From: Biniam Tekle (biniamt@dehai.org)
Date: Thu Jan 29 2009 - 15:32:37 EST
"Take the case of Somalia: America sent troops there in 1992 to help the
United Nations stave off a humanitarian catastrophe, but the armed chaos of
Mogadishu soon drove it out. In recent years, America has again been active
in that region, carrying out air strikes in Somalia against suspected
jihadist camps. It supported Ethiopia's military invasion in 2006 to defeat
the Islamist militias that had taken power in Mogadishu (arguably causing
even more chaos) and is now backing an African peacekeeping mission for the
same reasons. The waters off the Somali coast, moreover, have become one of
the prime zones of piracy at sea, disrupting shipping through the Suez
Canal.

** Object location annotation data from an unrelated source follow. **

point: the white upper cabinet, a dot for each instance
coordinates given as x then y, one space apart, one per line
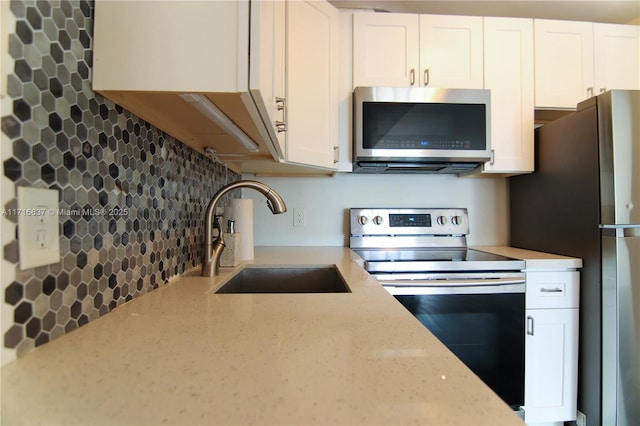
385 49
576 60
451 51
250 59
616 49
508 73
395 49
312 83
564 63
267 76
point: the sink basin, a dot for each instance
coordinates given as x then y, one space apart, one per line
324 279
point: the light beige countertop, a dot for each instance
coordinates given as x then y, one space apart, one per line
181 355
534 259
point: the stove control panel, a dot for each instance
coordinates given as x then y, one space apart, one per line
404 221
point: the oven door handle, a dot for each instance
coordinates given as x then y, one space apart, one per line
475 286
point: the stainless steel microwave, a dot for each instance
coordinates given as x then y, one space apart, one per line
420 130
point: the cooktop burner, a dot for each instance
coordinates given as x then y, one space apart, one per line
425 240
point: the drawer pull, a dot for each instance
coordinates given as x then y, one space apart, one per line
551 290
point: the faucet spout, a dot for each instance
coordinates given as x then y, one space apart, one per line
213 249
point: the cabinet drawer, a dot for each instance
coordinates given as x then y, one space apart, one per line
553 289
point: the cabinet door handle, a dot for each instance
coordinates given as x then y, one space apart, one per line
530 325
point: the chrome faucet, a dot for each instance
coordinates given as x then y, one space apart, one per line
213 249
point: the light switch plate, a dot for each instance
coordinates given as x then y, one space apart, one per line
38 228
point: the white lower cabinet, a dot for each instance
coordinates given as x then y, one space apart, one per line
551 346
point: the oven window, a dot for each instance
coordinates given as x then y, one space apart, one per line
399 125
485 331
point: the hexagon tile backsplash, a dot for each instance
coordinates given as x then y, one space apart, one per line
149 189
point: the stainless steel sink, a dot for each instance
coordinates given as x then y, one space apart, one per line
325 279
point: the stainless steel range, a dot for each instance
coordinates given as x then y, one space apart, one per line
471 300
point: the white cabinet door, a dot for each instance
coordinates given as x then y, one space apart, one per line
563 63
385 49
508 73
312 82
551 370
451 51
267 67
616 52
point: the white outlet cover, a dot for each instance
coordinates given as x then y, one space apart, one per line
38 228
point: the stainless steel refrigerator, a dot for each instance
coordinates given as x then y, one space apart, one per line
583 200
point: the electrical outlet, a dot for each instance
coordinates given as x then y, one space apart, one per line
299 217
38 228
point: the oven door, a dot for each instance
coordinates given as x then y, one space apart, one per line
482 321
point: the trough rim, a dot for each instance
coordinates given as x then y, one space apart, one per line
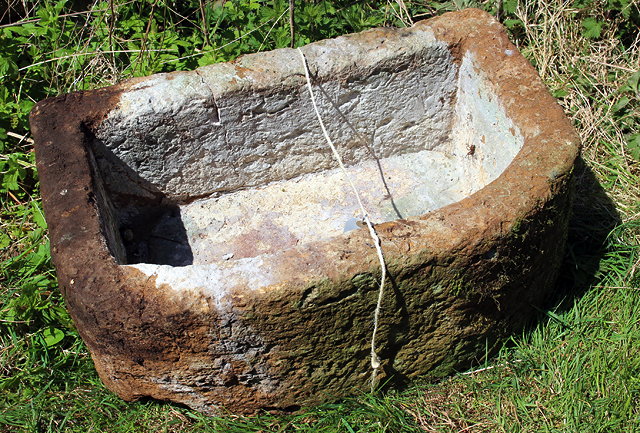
541 168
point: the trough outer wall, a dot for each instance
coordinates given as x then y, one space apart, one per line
463 277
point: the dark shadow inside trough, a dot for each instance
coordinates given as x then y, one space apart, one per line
211 253
217 175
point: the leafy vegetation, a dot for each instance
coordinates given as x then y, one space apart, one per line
579 370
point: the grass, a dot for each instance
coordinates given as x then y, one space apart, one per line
578 370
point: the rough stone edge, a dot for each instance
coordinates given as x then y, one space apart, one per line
141 316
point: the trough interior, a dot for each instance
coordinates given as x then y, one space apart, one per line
194 175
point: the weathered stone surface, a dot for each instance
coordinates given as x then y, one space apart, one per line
208 249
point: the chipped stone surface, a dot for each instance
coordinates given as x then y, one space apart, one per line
210 253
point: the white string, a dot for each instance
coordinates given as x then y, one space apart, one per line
375 359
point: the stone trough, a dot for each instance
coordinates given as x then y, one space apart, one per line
211 252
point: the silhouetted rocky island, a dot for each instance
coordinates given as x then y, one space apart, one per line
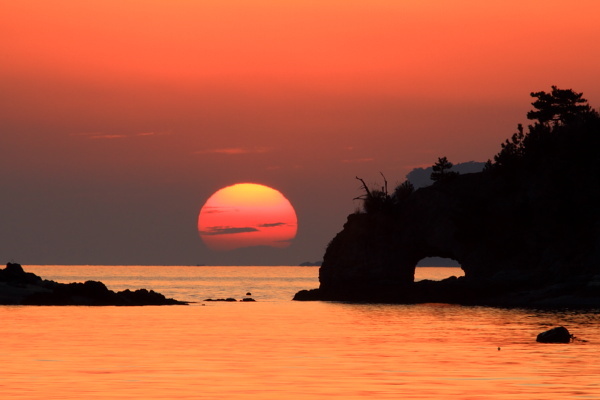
526 230
18 287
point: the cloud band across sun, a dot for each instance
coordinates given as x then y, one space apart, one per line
242 215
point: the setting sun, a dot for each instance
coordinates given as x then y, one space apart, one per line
246 215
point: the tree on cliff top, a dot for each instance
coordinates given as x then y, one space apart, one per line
559 107
441 170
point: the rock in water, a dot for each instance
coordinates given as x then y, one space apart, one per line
555 335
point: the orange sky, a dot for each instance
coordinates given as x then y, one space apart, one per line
119 119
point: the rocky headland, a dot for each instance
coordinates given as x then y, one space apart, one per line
18 287
526 230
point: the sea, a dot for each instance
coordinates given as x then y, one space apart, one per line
276 348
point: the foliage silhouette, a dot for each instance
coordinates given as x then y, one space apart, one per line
559 107
441 170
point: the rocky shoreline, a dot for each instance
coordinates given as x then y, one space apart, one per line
18 287
525 230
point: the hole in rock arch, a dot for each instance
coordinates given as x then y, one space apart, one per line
437 268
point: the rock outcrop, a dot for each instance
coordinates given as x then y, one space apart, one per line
18 287
526 234
559 334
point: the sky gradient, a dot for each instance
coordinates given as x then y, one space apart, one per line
119 119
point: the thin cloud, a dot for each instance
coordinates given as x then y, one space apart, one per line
218 210
102 135
107 136
358 160
226 230
272 225
232 151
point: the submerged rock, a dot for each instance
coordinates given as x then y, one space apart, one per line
559 334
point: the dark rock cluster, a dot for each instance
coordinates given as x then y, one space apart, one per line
526 232
25 288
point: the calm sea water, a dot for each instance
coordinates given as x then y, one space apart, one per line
275 348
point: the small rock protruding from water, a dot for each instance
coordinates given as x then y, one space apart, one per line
559 334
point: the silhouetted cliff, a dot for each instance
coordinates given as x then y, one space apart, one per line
526 230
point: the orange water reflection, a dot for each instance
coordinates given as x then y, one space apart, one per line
293 350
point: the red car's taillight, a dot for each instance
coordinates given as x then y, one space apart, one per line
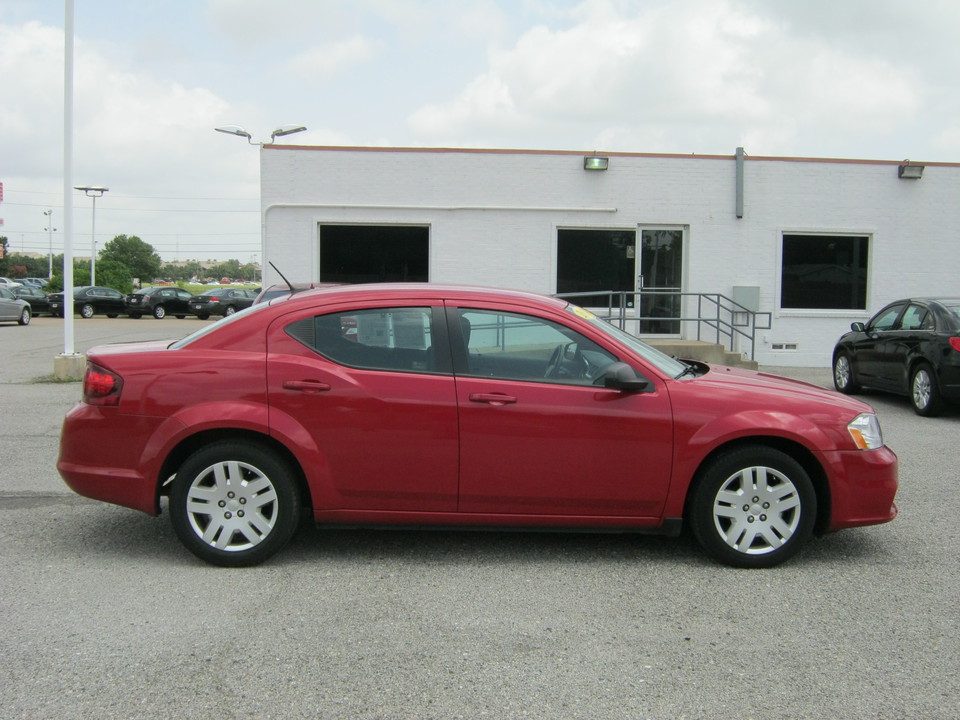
101 387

Even China has felt the need to send warships to the Gulf of Aden to
protect its shipping"
Failed states
Fixing a broken world
Jan 29th 2009
>From *The Economist* print edition
The planet's most wretched places are not always the most dangerous
IN ALMOST any discussion of world affairs, there is one thing on which doves
and hawks invariably agree: much more needs to be done to shore up states
that are failing, in a state of collapse, or so poor that they are heading
in that direction.
For development-minded people, such benighted places are an obvious concern
because of their desperate suffering; and for hard-nosed strategists, states
that hardly work are places where terrorists could step into the vacuum.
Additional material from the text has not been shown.